Samantha Reidy: Flower Power

It’s not every day that you just quit your job, move back to the city you love, toss caution to the wind, and decide to figure it out and follow one of your many dreams. No, the details aren’t worked out, and no, there is no plan. There isn’t even an end-goal yet, other than to do something else. But that doesn’t matter. What matters is you are DOING SOMETHING. You are making a CHANGE. And you’ll figure it out along the way. That’s exactly what Petal Pusher owner Samantha Reidy did, and she’s become a trailblazer in her own right.


Like many college grads, both Adventure and New York City were calling Samantha’s name after graduation. However, she was no sooner settled when she knew it was not for her. Whether it was the noise, the unfriendliness, or the cutthroat nature of the Big Apple, she missed Buffalo almost as soon as she had left it.

“Buffalo is just the best city in the world. Everyone’s like, ‘it’s Paris,’ and I’m like, no, it’s Buffalo.”

After working for a non-profit during the day, Samantha would sit with her roommate and dream about all the things that she could be doing. “I probably had 10 conversations with my roommate back then about the same thing. What if I wanted to be a marine biologist, or a detective, or a florist? We were like, ‘What if we are missing all these opportunities?’” After enough of these talks, she decided to move back to Buffalo. “I was just going to take a beat and do one of these things.”


A self-described ‘plant mom,’ Sam couldn’t get enough of things that grow. “I fell in love with having every possible succulent in my room all the time.
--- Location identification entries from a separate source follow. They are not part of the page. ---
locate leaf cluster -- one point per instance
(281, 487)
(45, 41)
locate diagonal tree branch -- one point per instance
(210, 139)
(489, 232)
I always made sure to have fresh flowers in college in my apartment…I think it brings something pleasant to every space.” 

When she returned to the Queen City she sent a letter (yes, an old-fashioned letter, not an email) to Savilles, a florist in Orchard Park (her hometown). “They weren’t even hiring but I wrote them a letter, [saying] ‘I really want to work for you guys,’ and a month or two after I moved home they called me and I ended up getting a job there — and I loved it.”

So now the plant mom had a real job working for a fancy florist, learning the ropes, talking to customers, making arrangements, and getting her feet wet in the flower business. She blossomed in the role (pun intended). “Shortly after I started [I thought], ‘I can do this every day, I love doing this.’” 

So how did her now-iconic flower truck come into play? The same way her move from New York happened — on a whim, with a lot of pluck, head first, and not checking the water. 

Inspiration struck the way it can in this modern world — with a look around Pinterest and Instagram, seeing some really cool things, and wondering, ‘Why can’t I do that?’ 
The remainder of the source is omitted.